Dharmasraya – Pemangku tanah ulayat dan ninik mamak mewakili masyarakat Jorong Durian Simpai dan Koto Baru, Nagari IV Koto Dibauah, Kecamatan IX Koto, Kabupaten Dharmasraya, Provinsi Sumbar, menyurati Bupati Anisa Suci Ramadhani.
Selain itu, tokoh masyarakat tersebut juga menembuskan surat kepada Kapolres Dharmasraya, LKAAM Dharmasraya dan LKAAM Sumbar, serta pihak PT BRM.
Langkah ini dilakukan karena belum adanya realisasi penyerahan lahan yang sejatinya 1.000 hektare, justru baru diberikan 450 hektare. Ada apa dengan PT. BRM…?
“Ada 11 ribu hektare tanah ulayat yang diserahkan sebelumnya kepada perusahaan PT BRM melalui MoU nomor 14 tertanggal 13 Juni 2021. Dari jumlah itu diberikan kepada masyarakat 1000 hektare, sebagai bentuk kompensasi penanaman sawit dari pihak perusahaan. Namun yang baru terealisasi hanya 450 hektare. Dan masih tersisa 550 hektar,” ujar
Pemangku Tanah Ulayat Syahlil Dt. Bagindo Rajo lelo didampingi Aidil Fitri Dt. Pengulu Bosou di Pulau Punjung, Sabtu (12/4/2025).
Katanya, PT. BRM tidak memenuhi janjinya terkait dengan nota kesepahaman tersebut.

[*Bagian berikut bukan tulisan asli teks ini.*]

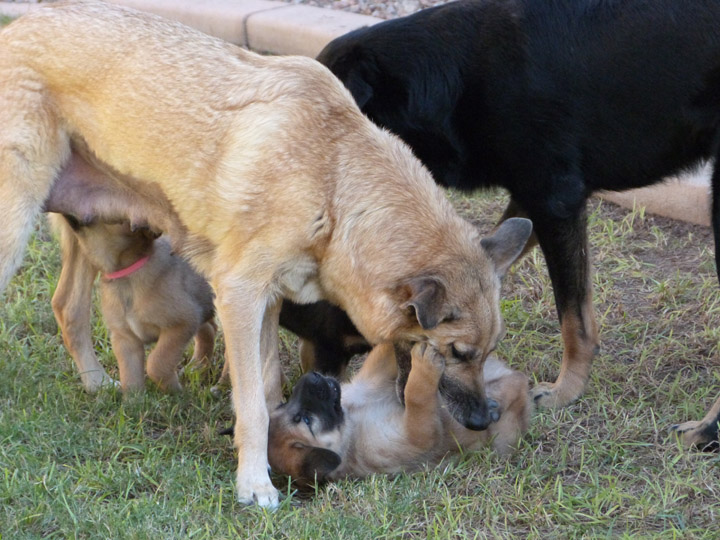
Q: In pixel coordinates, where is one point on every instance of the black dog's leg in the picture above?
(703, 434)
(515, 210)
(564, 243)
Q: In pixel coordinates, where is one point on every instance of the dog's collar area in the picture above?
(134, 267)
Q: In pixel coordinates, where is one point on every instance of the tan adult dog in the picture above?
(147, 294)
(266, 175)
(326, 431)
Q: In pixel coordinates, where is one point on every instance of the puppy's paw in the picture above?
(701, 435)
(253, 489)
(426, 357)
(558, 394)
(95, 380)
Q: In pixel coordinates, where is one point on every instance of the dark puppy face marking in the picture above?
(305, 430)
(552, 101)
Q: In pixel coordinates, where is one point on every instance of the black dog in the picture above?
(552, 100)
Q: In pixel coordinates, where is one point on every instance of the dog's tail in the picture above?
(33, 147)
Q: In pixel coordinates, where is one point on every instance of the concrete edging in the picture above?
(283, 28)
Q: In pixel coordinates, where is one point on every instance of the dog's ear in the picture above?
(427, 297)
(318, 463)
(507, 243)
(361, 90)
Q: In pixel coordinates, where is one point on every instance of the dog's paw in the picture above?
(427, 357)
(95, 380)
(259, 491)
(558, 394)
(701, 435)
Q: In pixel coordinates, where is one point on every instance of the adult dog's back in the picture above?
(552, 100)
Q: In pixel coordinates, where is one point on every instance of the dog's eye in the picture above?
(459, 355)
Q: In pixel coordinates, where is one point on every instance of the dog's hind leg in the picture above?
(163, 361)
(422, 422)
(204, 345)
(564, 244)
(703, 434)
(33, 147)
(130, 354)
(72, 305)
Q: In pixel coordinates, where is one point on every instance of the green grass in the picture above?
(79, 466)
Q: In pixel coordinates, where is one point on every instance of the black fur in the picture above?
(550, 99)
(328, 328)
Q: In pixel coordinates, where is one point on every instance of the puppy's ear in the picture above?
(318, 463)
(361, 90)
(427, 296)
(507, 243)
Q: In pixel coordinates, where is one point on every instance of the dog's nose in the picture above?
(482, 416)
(493, 410)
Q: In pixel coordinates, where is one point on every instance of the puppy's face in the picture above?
(306, 433)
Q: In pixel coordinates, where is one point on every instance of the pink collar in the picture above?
(137, 265)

Sementara itu, lahan yang masih tersisa 550 hektare, hingga kini belum ada kepastian dan kejelasannya.
Di sisi lain ketika ditanyakan ke pihak perusahaan terkait dengan hal tersebut, mereka sering berdalih sembari berkata itu sudah selesai.
” Memang kita akui dari lahan yang 1.000 hektare sudah diserahkan 450 hektare kepada pemangku ulayat. Itu pun sudah menjadi kebun sawit. Bahkan sudah ada hasilnya. Namun yang dipertanyakan mana sisa lahan yang masih tertinggal 550 hektare lagi? Sampai kapan kami harus menunggu,” ucapnya.
Selain itu, dia juga tak menampik jika tahun 2006 silam, ada sebanyak 21 unit alat berat serta sejumlah uang yang diberikan oleh pihak perusahaan.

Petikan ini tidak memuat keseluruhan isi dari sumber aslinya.